Northern Territory to introduce minimum unit pricing
The Northern Territory Government has announced that it plans to introduce minimum unit pricing (MUP) on 1 July, as part of the Northern Territory Alcohol Harm Minimisation Plan 2018-19, coming from last year’s Riley Review.
The announced measure will see a MUP of $1.30, meaning that a bottle of white wine at 12.5 per cent ABV, which contains 7.4 standard drinks will cost a minimum of $9.62, while a bottle of red at 14 per cent ABV and with 8.3 standard drinks will cost at least $10.79.
Fergus Taylor, Executive Director of Alcohol Beverages Australia, said that the industry supports the majority of recommendations made to the NT Government as part of its Riley Review, but added that MUP does not change habits of harmful drinkers and unfairly punishes responsible drinkers.
“Broad based consumption measures like minimum unit pricing punish responsible drinkers with big price increases but do not effectively target harmful drinkers because they are the least responsive to price rises,” Taylor told TheShout.
“The industry acknowledges the complex issues underlying alcohol abuse in the NT, and already imposes voluntary restrictions on prices and products as part of local liquor accords.
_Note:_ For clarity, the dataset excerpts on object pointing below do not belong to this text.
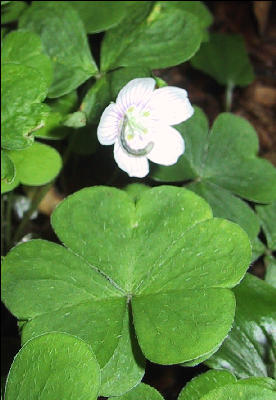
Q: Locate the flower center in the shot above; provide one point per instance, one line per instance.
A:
(134, 135)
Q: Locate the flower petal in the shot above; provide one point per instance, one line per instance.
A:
(109, 126)
(137, 92)
(136, 166)
(168, 145)
(171, 105)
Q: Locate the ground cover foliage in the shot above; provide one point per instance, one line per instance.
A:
(161, 287)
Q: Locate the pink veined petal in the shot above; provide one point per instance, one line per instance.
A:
(109, 126)
(135, 166)
(137, 92)
(170, 105)
(168, 145)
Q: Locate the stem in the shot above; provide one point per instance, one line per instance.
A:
(229, 96)
(38, 196)
(68, 149)
(2, 225)
(8, 219)
(113, 177)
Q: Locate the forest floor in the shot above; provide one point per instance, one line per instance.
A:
(256, 21)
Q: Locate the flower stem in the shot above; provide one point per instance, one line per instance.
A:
(229, 96)
(2, 224)
(9, 219)
(38, 196)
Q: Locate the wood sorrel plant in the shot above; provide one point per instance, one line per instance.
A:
(142, 273)
(160, 258)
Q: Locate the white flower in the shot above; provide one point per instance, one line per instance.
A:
(139, 125)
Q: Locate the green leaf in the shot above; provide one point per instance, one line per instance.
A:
(270, 276)
(81, 297)
(267, 215)
(11, 11)
(126, 367)
(68, 50)
(120, 77)
(161, 39)
(197, 8)
(54, 366)
(165, 254)
(221, 385)
(142, 391)
(224, 58)
(236, 210)
(22, 111)
(7, 168)
(135, 190)
(227, 157)
(99, 16)
(54, 128)
(75, 120)
(204, 383)
(22, 47)
(95, 100)
(36, 165)
(8, 187)
(248, 349)
(258, 248)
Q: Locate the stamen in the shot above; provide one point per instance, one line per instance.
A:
(139, 152)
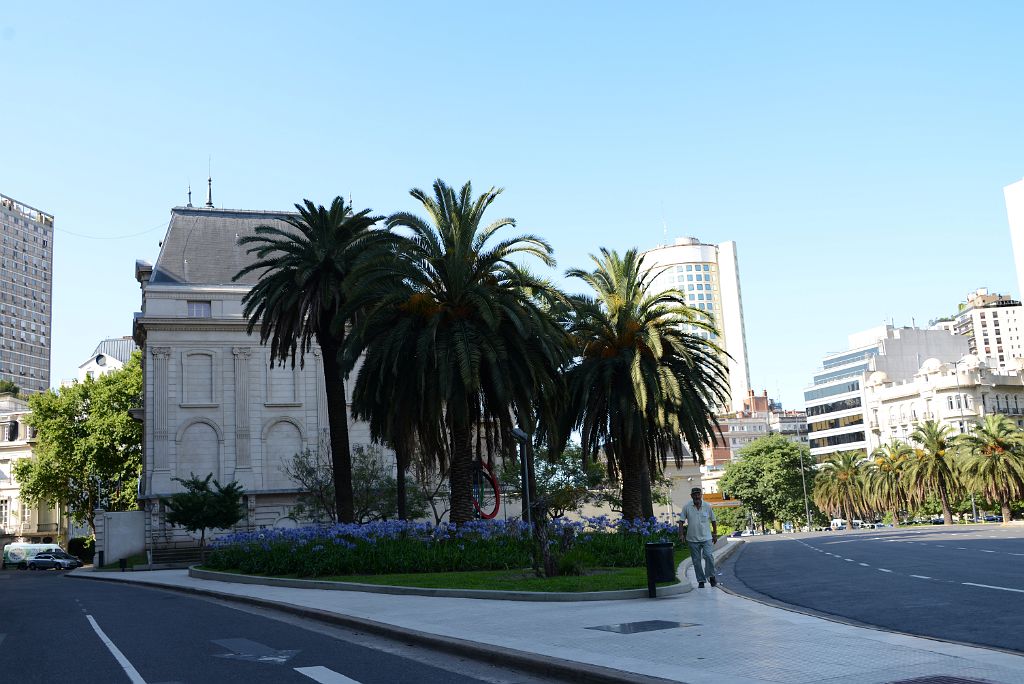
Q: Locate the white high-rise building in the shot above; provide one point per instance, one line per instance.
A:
(710, 276)
(1014, 195)
(836, 405)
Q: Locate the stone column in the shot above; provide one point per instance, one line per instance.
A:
(161, 457)
(243, 458)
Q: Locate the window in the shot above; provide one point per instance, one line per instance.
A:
(199, 309)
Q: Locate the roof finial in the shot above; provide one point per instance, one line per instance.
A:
(209, 184)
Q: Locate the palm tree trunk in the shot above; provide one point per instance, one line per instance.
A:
(947, 514)
(337, 418)
(461, 474)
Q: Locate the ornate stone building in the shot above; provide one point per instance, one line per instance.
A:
(212, 401)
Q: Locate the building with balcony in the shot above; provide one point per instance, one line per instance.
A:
(709, 274)
(991, 325)
(835, 401)
(20, 521)
(26, 294)
(960, 393)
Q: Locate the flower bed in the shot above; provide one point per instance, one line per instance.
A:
(391, 547)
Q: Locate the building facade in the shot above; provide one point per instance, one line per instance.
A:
(213, 402)
(709, 274)
(835, 401)
(20, 521)
(991, 325)
(26, 295)
(960, 393)
(1014, 196)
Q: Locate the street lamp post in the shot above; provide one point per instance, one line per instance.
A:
(803, 481)
(961, 400)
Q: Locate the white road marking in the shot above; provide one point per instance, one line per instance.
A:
(1005, 589)
(325, 675)
(118, 655)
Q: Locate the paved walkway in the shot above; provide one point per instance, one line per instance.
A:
(721, 639)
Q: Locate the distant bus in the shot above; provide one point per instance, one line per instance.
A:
(17, 554)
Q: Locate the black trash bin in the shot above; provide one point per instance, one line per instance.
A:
(660, 564)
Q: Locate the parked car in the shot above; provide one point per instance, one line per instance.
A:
(55, 560)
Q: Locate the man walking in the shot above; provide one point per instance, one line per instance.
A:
(701, 535)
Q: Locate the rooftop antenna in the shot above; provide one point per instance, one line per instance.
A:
(209, 185)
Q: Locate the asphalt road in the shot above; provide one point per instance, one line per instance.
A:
(958, 584)
(57, 629)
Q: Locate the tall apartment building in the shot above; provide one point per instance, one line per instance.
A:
(1014, 195)
(26, 291)
(991, 325)
(710, 276)
(835, 401)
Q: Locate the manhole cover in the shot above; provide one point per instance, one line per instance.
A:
(940, 679)
(643, 626)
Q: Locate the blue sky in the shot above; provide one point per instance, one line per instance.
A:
(855, 152)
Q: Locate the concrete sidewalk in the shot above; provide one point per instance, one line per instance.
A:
(720, 639)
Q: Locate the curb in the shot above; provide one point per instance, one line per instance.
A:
(546, 666)
(672, 590)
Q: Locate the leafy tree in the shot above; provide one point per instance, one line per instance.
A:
(374, 486)
(563, 482)
(88, 451)
(934, 468)
(643, 384)
(481, 347)
(993, 461)
(767, 478)
(300, 297)
(840, 484)
(201, 507)
(886, 477)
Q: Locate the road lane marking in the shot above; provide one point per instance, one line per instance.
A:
(118, 655)
(1004, 589)
(325, 675)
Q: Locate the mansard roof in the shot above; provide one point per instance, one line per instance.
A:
(202, 245)
(118, 347)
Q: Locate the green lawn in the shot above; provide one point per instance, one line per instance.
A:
(598, 580)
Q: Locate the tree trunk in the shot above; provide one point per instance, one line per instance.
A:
(632, 486)
(461, 475)
(947, 514)
(401, 464)
(337, 418)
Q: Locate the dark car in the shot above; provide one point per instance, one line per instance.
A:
(53, 559)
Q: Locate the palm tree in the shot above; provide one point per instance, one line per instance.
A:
(459, 318)
(643, 383)
(933, 468)
(840, 484)
(299, 298)
(886, 485)
(994, 460)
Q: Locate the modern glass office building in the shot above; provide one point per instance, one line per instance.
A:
(26, 295)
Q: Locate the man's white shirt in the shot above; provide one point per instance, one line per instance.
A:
(697, 521)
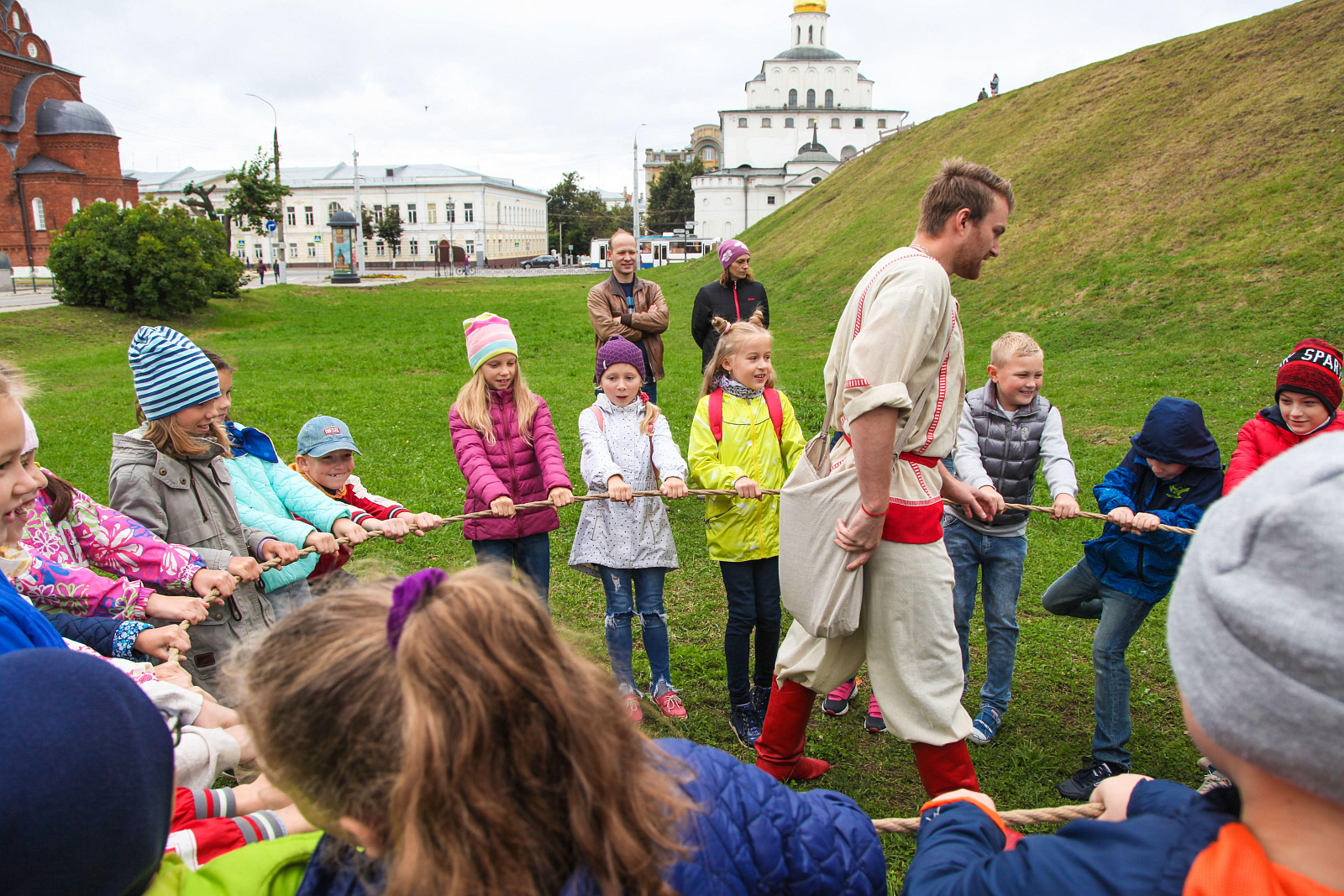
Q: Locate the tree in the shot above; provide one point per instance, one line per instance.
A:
(390, 230)
(257, 195)
(672, 199)
(151, 259)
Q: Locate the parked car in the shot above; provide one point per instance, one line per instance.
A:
(543, 261)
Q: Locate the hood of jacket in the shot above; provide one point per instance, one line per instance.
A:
(1175, 432)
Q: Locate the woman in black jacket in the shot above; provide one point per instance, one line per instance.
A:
(734, 297)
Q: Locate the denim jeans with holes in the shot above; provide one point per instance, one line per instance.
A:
(629, 593)
(1081, 595)
(998, 563)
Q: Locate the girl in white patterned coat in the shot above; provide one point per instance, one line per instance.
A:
(627, 542)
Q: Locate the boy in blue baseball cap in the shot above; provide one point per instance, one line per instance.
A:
(327, 459)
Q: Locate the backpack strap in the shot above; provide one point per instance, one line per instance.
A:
(717, 414)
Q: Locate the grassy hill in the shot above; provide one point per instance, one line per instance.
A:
(1178, 230)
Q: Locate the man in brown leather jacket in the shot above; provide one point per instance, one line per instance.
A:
(625, 305)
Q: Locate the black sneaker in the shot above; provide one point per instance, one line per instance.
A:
(761, 700)
(746, 725)
(1081, 785)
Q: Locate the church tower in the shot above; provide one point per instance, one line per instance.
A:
(808, 23)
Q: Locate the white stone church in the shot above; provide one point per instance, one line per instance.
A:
(808, 110)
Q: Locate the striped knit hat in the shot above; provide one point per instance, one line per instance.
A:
(487, 336)
(170, 372)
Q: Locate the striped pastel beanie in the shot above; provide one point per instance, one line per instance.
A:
(487, 336)
(170, 372)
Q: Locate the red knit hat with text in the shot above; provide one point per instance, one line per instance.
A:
(1312, 369)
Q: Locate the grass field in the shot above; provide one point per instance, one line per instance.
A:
(1180, 214)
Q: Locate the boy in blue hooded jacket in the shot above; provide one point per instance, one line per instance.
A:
(1171, 474)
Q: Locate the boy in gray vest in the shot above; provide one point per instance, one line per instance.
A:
(1008, 432)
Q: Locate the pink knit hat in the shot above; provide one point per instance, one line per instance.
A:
(732, 250)
(487, 336)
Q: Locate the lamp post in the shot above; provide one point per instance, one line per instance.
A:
(280, 203)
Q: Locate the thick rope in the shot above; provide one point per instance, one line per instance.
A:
(1014, 819)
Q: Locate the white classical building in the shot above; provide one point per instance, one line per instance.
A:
(808, 110)
(491, 217)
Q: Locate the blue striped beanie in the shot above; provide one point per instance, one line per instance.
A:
(171, 374)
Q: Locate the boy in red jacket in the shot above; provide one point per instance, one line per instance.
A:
(327, 459)
(1307, 398)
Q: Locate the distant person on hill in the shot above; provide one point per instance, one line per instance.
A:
(1307, 401)
(625, 305)
(734, 297)
(1254, 631)
(1169, 476)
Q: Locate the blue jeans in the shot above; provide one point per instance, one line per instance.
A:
(1081, 595)
(531, 555)
(627, 591)
(998, 562)
(753, 590)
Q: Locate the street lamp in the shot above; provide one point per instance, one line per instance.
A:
(280, 202)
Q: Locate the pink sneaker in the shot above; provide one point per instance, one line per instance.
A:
(671, 705)
(837, 701)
It is very important any trial is carefully evaluated to see exactly what impact the new minimum price has on alcohol misuse.
“The industry supports the majority of recommendations in the Riley Review and will continue to work with Government to engage local stakeholders in tailored solutions that target alcohol harm where it exists, and leave responsible drinkers alone.”
The move will also see significant changes to the pricing of cask wine, with a two-litre cask soon to cost a minimum of $27.30.
Speaking in his column in the March issue of National Liquor News, the CEO of the Australian Liquor Stores Association, Terry Mott, said this move will “deprive many pensioners from economical glass or two a day of enjoyment.”
He added: “It is important that industry do work together to challenge Governments to stop and listen to advice before the development of these policies and to ensure that any new regulatory initiatives are based on sound evidence to only impact on those individuals who are doing the wrong thing by themselves or others around them.”
The Riley Review was delivered to the Government in October last year and the NT’s Attorney General, Natasha Fyles said the Government was giving in-principle support to consider implementing all but one recommendation around a total ban on the trade of take away alcohol on Sunday.
“We have worked efficiently to reintroduce the Liquor Commission, establish a community impact test for significant liquor licensing decisions, extend and expand a moratorium on all new takeaway liquor licences and establish a unit in the Department of the Chief Minister to drive reforms (the Alcohol Review Implementation Team- ARIT),” the Minister said.
“There is still considerable work to be done in consultation and modelling to address the 33 recommendations that we support in-principle. While we support the outcomes of these recommendations, we’ll work with community and stakeholders to consider the best possible models of implementation for the Territory context.”
The Government is also backing the implementation of risk-based licensing, but Taylor told TheShout this model “exposes operators to significant penalties for social issues that are beyond their control.”
He added: “The industry supports licences that encourage membership of industry associations and strict adherence to agreed codes of conduct.”
Minister Fyles said work is well underway with 22 of the Riley Report’s recommendations completed and a further 74 are in progress.